12H-metropolis.Rmd

---
geometry: margin = 1in
output:
  html_document:
    code_download: yes
  pdf_document: default
---

# The Metropolis algorithm
## Stat 340, Fall 2021


```{r setup, include=FALSE, cache=TRUE}
knitr::opts_chunk$set(echo = TRUE)
```


## Example: Launch failures

The Federal Aviation Administration (FAA) and the United States Air Force (USAF) were interested in estimating the failure probability for new rockets launched by companies with limited experience. Failures have a have significant on both public safety and aerospace manufacturers' ability to develop and field new rocket systems. Johnson et al. (2005) analyzed data from 1980-2002. In total, there were 11 launches, of which 3 were successful.

You can load the entire data set with the code below.

```{r}
launches <- read.table("https://alysongwilson.github.io/BR/table21.txt", header = TRUE)
```


## Algorithm

1. Select a value $\theta^{(0)}$ where $\pi_n(\theta^{(0)}) > 0$

1. Given the current draw $\theta^{(i)}$, propose a *candidate draw* $\theta^p \sim {\rm Unif}(\theta^{(i)}+C, \theta^{(i)}+C)$.

1. Evaluate the (unnormalized) posterior at the current value: $\pi_n(\theta^{(i)})$.

1. Evaluate the (unnormalized) posterior at the candidate: $\pi_n(\theta^{c})$.

1. Accept candidate with probability $R = \min \left\{ \pi_n(\theta^{c} ) \big/ \pi_n(\theta^{(i)} ), 1 \right\}$.

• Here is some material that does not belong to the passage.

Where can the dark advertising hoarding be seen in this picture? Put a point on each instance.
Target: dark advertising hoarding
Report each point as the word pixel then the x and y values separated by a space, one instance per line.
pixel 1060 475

    * Draw $U \sim {\rm Unif}(0, 1)$, if $U<R$ set $\theta^{(i+1)} = \theta^{p}$
    
    * Otherwise, set $\theta^{(i+1)} = \theta^{(i)}$.

## Implementation in R

Your textbook authors provide an R function to implement a general Metropolis algorithm in R (see page 326). The below is an adapted version of that function where I added a "safety" check to ensure draws outside the parameter space couldn't be made.

```{r eval=FALSE}
metropolis <- function(logpost, current, C, iter, ...){
  S <- rep(0, iter) # container for draws
  n_accept <- 0     # acceptance counter
  
  # Iterate through candidate draws
  for(j in 1:iter){
  candidate <- runif(1, min = current - C, max = current + C)
  prob <- exp(logpost(candidate, ...) - 
             logpost(current, ...))

  if(is.nan(prob)) prob <- 0 # deal with draws outside parameter space
  
  accept <- ifelse(runif(1) < prob, "yes", "no")
  current <- ifelse(accept == "yes", candidate, current)
  S[j] <- current
  n_accept <- n_accept + (accept == "yes")
  }
  
  list(S=S, accept_rate=n_accept / iter) # Return draws and acceptance rate
}
```

To use this function, you need to write a function for the log posterior density (it can be unnormalized) that takes a list argument to pass in the data/sufficient statistics. Whenever possible, use built-in density functions with `log = TRUE`. Run `?Distributions` for a list.

```{r}
log_posterior <- function(.theta, samp) {
  dbinom(samp$y, size = samp$n, prob = .theta, log = TRUE) + dunif(.theta, 0.1, 0.9, log = TRUE)
}
```


# Random walk Metropolis algorithm

## Example: Fluid breakdown

Engineers needed to understand how long machines can run before replacing oil in a factory. They collected viscosity breakdown times (in thousands of hours) for 50 sample.

```{r}
breakdown <- read.csv("https://alysongwilson.github.io/BR/table23.txt")
```

1. Write a `log_posterior` function. Notice that you can use the `dnorm` function if you log the data.

```{r}
# put your log posterior code here
```


2. Run the `metropolis()` function to obtain draws from the (approximate) posterior distribution.

```{r}
# Run metropolis here
```


3. Check the trace and ACF plots to see if your chain converged and if it's working efficiently. To create a trace plot, you can use the following code chunk. Here `mcmc_draws` store the output from `metropolis()`.

```{r eval=FALSE}
ggplot() +
  geom_line(aes(x = seq_along(mcmc_draws$S), y = mcmc_draws$S)) +
  labs(y = bquote(theta), x = "Iteration", 
       caption = paste("Acceptance rate:", mcmc_draws$accept_rate))
```

To create an ACF plot, you can use the `acf()` function:

```{r eval=FALSE}
acf(mcmc_draws$S, main = "MCMC draws")
```


4. Repeat 2-3 until you're satisfied.

5. Construct and interpret a 95% credible interval for the viscosity breakdown times.